Los analistas de Facimex Valores detallaron que, dentro del mundo corporativo, ven valor en devengar cupones atractivos con baja volatilidad en el tramo corto (destacando opciones como Telecom 26 - TLC1O y Macro 26 - BACAO) y apostar créditos con hojas de balance sólidas en el tramo largo (destacando opciones como YPF Luz 32 – YFCJO e IRSA 35 - IRCPO).
Los analistas de Max Capital indicaron que, pese a que tras las elecciones se observó una compresión de tasas en las obligaciones negociables, el elevado volumen de nuevas emisiones generó cierta sobreoferta en la curva Hard en dólares corporativa.
“Como resultado, algunos rendimientos volvieron a ubicarse por encima del 8% de TNA”, detallaron desde la compañía.
En este contexto, desde Max Capital destacan oportunidades atractivas dentro de la curva Ley Nueva York.

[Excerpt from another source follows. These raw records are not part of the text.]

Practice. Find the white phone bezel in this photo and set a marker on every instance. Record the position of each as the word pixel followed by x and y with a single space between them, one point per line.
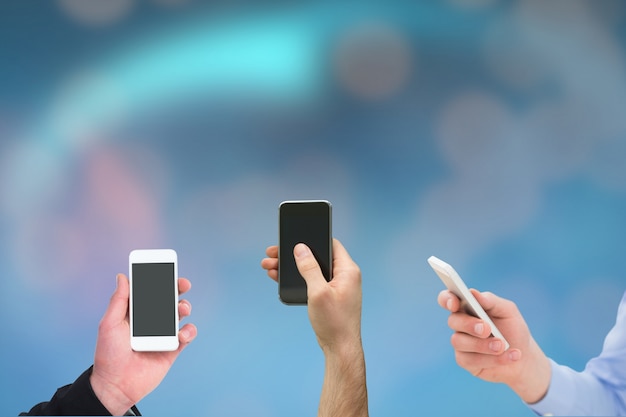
pixel 153 343
pixel 455 284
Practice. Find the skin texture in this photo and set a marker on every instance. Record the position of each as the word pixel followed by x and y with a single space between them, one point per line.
pixel 524 367
pixel 121 377
pixel 335 314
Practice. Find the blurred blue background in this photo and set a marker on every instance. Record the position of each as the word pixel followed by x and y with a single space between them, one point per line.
pixel 489 133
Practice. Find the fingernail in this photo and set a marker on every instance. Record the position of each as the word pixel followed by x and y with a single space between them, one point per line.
pixel 301 250
pixel 515 355
pixel 495 345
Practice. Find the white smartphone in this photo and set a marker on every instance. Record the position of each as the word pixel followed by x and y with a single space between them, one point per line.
pixel 153 306
pixel 469 304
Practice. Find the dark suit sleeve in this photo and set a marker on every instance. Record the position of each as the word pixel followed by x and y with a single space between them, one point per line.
pixel 76 399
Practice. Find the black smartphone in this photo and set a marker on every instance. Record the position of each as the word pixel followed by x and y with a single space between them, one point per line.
pixel 308 222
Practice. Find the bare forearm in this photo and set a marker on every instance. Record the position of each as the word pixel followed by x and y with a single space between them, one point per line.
pixel 344 393
pixel 533 383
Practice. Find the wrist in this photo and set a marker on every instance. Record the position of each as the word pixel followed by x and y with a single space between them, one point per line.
pixel 534 380
pixel 344 350
pixel 109 395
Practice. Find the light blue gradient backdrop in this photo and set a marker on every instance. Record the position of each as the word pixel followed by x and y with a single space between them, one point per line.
pixel 491 134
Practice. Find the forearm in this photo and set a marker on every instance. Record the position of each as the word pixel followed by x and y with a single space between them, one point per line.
pixel 578 393
pixel 344 392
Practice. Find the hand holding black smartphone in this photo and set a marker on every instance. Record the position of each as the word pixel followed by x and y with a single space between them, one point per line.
pixel 308 222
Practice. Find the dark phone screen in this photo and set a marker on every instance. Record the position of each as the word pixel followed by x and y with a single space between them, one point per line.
pixel 154 299
pixel 309 223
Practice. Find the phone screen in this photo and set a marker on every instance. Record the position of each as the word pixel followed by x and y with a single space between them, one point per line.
pixel 154 299
pixel 308 222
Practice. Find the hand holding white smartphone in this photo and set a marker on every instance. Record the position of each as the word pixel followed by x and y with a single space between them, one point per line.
pixel 469 304
pixel 153 305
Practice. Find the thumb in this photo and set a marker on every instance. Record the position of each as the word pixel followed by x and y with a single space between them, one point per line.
pixel 308 267
pixel 495 306
pixel 117 311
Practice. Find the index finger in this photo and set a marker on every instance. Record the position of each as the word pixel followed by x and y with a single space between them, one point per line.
pixel 184 285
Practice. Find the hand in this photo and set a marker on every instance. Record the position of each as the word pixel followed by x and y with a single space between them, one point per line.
pixel 523 367
pixel 121 377
pixel 334 307
pixel 335 314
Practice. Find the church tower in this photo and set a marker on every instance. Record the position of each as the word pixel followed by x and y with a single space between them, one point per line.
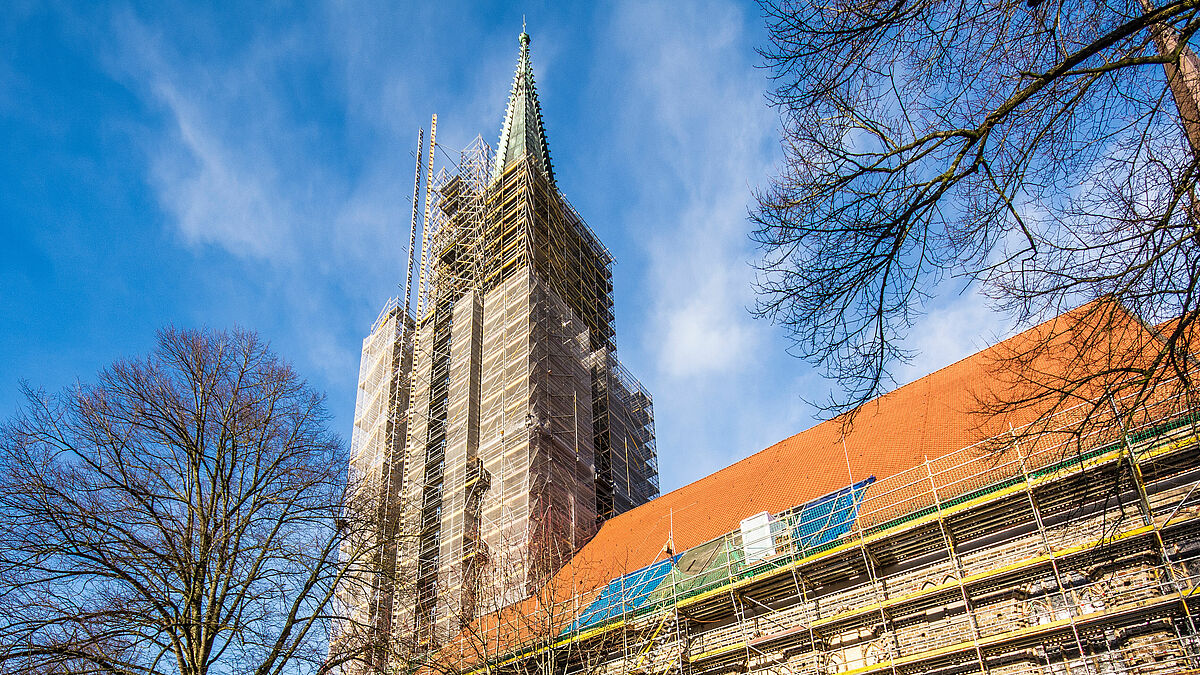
pixel 522 431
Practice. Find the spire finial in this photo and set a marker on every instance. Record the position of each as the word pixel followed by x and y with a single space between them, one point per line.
pixel 523 133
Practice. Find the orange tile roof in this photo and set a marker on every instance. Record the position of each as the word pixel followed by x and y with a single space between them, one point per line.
pixel 928 418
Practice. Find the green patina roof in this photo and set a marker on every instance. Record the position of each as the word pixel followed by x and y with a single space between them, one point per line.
pixel 523 132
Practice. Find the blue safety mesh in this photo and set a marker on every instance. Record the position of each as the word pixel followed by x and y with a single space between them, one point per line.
pixel 823 520
pixel 624 593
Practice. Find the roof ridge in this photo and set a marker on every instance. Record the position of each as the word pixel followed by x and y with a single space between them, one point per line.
pixel 921 380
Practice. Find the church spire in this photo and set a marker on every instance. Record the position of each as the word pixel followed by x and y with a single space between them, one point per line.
pixel 523 132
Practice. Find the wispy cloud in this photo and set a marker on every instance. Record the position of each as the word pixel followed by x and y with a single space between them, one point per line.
pixel 697 136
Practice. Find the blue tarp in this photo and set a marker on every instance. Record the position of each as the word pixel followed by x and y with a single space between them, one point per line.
pixel 624 593
pixel 823 520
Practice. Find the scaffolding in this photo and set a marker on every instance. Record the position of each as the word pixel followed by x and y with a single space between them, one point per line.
pixel 1049 555
pixel 526 431
pixel 373 479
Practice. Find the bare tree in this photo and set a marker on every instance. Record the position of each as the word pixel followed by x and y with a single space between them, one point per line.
pixel 1042 150
pixel 183 515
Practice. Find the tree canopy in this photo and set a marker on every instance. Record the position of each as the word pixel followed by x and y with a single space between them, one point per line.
pixel 1043 151
pixel 184 514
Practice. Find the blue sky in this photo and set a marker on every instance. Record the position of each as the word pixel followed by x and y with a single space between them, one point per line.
pixel 251 165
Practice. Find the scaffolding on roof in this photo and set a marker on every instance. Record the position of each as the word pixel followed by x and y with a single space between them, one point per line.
pixel 1050 556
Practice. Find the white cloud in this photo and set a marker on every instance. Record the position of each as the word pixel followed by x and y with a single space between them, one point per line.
pixel 217 195
pixel 957 327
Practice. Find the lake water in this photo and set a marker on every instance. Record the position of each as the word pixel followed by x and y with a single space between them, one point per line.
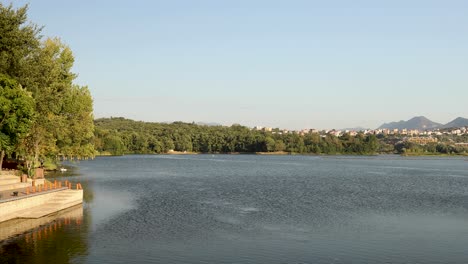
pixel 257 209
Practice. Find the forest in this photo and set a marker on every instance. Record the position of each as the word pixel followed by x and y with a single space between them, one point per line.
pixel 44 116
pixel 119 136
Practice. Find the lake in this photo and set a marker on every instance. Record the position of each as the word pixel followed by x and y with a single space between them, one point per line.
pixel 257 209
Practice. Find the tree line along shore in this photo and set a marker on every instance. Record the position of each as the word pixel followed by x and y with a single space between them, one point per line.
pixel 45 116
pixel 119 136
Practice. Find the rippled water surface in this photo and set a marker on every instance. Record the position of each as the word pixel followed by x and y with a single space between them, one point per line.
pixel 258 209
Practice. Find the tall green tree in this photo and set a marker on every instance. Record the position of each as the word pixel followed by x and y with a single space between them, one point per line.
pixel 16 115
pixel 64 123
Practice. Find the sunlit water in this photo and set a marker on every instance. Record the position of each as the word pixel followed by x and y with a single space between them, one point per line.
pixel 258 209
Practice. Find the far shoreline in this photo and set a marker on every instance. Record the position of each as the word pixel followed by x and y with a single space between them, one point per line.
pixel 283 153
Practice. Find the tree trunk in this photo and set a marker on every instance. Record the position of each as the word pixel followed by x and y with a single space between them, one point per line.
pixel 2 154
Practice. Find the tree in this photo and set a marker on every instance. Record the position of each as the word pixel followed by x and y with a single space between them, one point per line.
pixel 16 115
pixel 17 42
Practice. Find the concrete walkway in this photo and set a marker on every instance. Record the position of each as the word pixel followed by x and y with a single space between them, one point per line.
pixel 61 200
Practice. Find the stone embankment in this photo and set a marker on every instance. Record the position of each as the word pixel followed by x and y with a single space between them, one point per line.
pixel 32 200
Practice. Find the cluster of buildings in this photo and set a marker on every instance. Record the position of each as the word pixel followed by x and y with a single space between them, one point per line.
pixel 383 131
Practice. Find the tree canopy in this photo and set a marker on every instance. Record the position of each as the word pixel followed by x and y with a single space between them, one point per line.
pixel 42 68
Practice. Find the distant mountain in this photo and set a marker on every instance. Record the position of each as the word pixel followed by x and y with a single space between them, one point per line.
pixel 418 122
pixel 457 122
pixel 355 128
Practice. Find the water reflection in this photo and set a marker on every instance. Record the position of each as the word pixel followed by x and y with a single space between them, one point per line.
pixel 30 240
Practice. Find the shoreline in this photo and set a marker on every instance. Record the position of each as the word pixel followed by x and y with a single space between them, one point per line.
pixel 283 153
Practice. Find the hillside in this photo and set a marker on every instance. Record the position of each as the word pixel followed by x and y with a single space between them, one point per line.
pixel 418 122
pixel 457 122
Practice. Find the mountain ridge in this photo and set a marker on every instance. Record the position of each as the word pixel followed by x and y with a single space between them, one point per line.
pixel 423 123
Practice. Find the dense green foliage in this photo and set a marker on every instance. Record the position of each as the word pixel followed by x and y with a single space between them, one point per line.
pixel 119 136
pixel 63 123
pixel 16 114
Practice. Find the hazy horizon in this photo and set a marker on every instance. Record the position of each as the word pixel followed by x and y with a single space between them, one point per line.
pixel 294 64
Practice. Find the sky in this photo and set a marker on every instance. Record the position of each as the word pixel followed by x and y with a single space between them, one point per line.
pixel 288 64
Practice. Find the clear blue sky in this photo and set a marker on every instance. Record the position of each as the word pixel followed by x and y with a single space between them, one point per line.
pixel 289 64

“Vemos valor particularmente Pluspetrol 2031, que rinde por encima del 8,4% de TNA, e YPF 2031, con un rendimiento superior al 8% de TNA”, afirmaron.
Bonos con menos volatilidad
La deuda corporativa es vista como una clase de activo con menor volatilidad.
Para aquellos inversores que se les libera los fondos en la cuenta CERA, los bonos corporativos podrían ser una alternativa ya que se trata de una clase de instrumentos con menor volatilidad.
A partir de ahora, van a poder hacer trabajar sus dólares, cuando hasta ahora no podían hacerlo ya que los tenían inmovilizados.
De esta manera, esta clase de bonos podría ser un activo atractivo para perfiles conservadores.
En cuanto a las obligaciones negociables, desde Grupo SBS entienden que la deuda corporativa luce para perfiles con menor apetito por el riesgo que los tenedores de bonos soberanos.
“Creemos que los mejores créditos corporativos como Pampa, Vista, PAE, Tecpetrol, YPF, YPF Luz, seguirán siendo la mejor opción, aunque habrá que poner un ojo a la continuidad en las colocaciones de ON para ver en qué nivel podría estabilizarse el spread en cada una de las curvas corporativas”, dijeron desde Grupo SBS.
Finalmente, y en cuanto a las oportunidades, desde Balanz detallaron que las oportunidades para bonos internacionales más líquidos son Adecoagro 2027 (AGRO, 7.1% YTM) y Panamerican 2027 (PANAME/PNDC, 7.5%).
Para un perfil de inversor defensivo, destacan los bonos de Tecpetrol 2033 (TECPET/TTCD, 7.7% YTM); como núcleo central, YPF Secured 2031 (YPFDAR/YMCU, 8.2% YTM) y Telecom 2033 (TECOAR/TLCP, 8.4% YTM).
Por otro lado, dentro del mercado local, considerando su menor liquidez y el pago vía MEP, la preferencia de Balanz es por emisiones como Loma Negra 2027 (LOC5, 7.0% YTM), YPF Luz 2027 (YFCM, 7.3% YTM) y Oldelval 2028 (OLC5, 7.7% YTM), mientras que en high-yield, Exar 2027 (XMC1, 9.1% YTM).